Baddies + Hoodlums + The Welcome Committee + Electric Guest - Upstairs at The Garage
Live Review

Baddies + Hoodlums + The Welcome Committee + Electric Guest – Upstairs at The Garage, London

From the minute frontman Asa Taccone steps onto the tiny Upstairs stage at The Garage, you know you’re going to have fun. Maybe not quite as much as he is – Electric Guest have just arrived in a dank London from LA and they are a tad cold, but Taccone’s snaky hips and cartoon songs provide humour and warmth for a diehard crowd ready to bop again on a Monday night.

A clutch of loyal fans rave about previous gigs in Paris, and name The Shins and Broken Bells as core influences for the singing and drumming duo that has engaged a couple of bespectacled guitarists to fill in the gaps they left in the studio when they made their debut album ‘Mondo’. ‘Mondo’ (slang for ‘very, really, extremely’) is due out on April 23.

The album was neatly produced by Danger Mouse and the band manages to replicate the sound beautifully live.

But don’t get carried away, there must be somewhere else to go after producing such slick pop. While there is an admirable blend of the music and lyrics, the latter suffer from lovey-dovey clichés: the protagonist in Under The Gun is told to “go and live a life” and to keep heading for the Promised Land to a jolly backing beat that is too bland to contrast with the punch of the plentiful verbal directives.

My plus-one draws breath at the prospect of the nine minutes of single Troubleman. It’s a nice song but I can’t find anything in it that makes it worthy of this kind of indulgence. Maybe this was a big broken heart, but the only thing revealed in this track is Taccone and duo-accomplice Matthew Compton’s penchant for jangly guitar riffs and switching direction mid-song.

While a lot of Electric Guest seems familiar and distinctly simple, it is still a long time since we have heard anything like them. Add a bit of non-stop dancing and the pure joy that the lyrically and vocally dexterous Taccone weaves in, and they could become very, very popular. Who would have thought that Jimmy Somerville’s influence would have lasted so long in glitzy LA?

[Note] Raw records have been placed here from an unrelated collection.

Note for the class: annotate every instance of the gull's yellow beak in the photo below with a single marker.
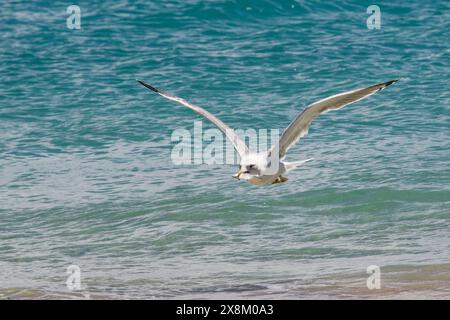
(239, 173)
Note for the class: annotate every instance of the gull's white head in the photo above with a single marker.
(252, 165)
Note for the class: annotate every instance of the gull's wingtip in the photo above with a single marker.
(148, 86)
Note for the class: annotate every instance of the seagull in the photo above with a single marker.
(269, 167)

The rush to catch up lost time militated against the clever Welcome Committee, a twosome that most closely resemble Carter USM. My plus-one could hear The Wombats in the music; I heard the Psychedelic Furs in the vocals; and we both agreed that Pete Shelley was in there somewhere. The quirkiness of frontman and vocalist Joe Shergold contrasts with the slightly different world that drummer Ken Canham appears to inhabit.

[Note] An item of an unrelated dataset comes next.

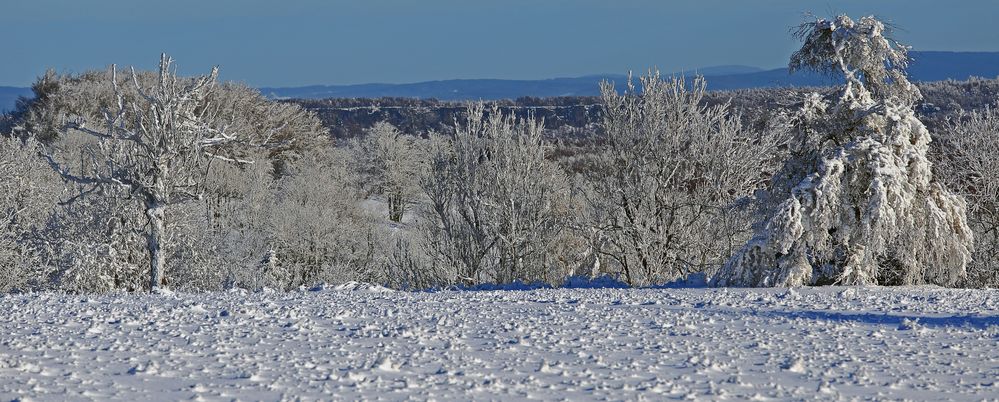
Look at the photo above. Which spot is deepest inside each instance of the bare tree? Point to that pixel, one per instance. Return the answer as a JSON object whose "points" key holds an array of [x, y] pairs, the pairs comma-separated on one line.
{"points": [[857, 203], [393, 164], [499, 206], [155, 143], [970, 163], [663, 187]]}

The return to the 1980s occasionally promised by Welcome Committee was confirmed by The Hoodlums, a band full of rockstars, although someone might tell the marvellously named lead singer Lou Vainglorious that he should have had his pre-gig banana offstage. As good as five-a-day is, it’s just not rock ‘n roll.

What followed was big hair, big attitude, a tight set, but a few too many ‘oooh, oooh, hoohs’. Tucked in the middle of the penultimate song, the line “always looking over my shoulder” could be taken as a nod to the ‘80s. A triumphant rendition of Estuary Boys from a troop that hails from Deptford and Southend included that immortal line: “God save the Estuary Boys”.

Those that God might not be able to save include Baddies, a band that comes with no definite article. The jaunty start to the night was soon extinguished as these Southend jailboys (regulation neon blue shirts done up the collar) projected a wall of sound in a very small space. If you like it, you love it, and they certainly did. The pile-driving outburst of musical venom coincided with the release of ‘Build’, their second album. My impression is they don’t do weddings.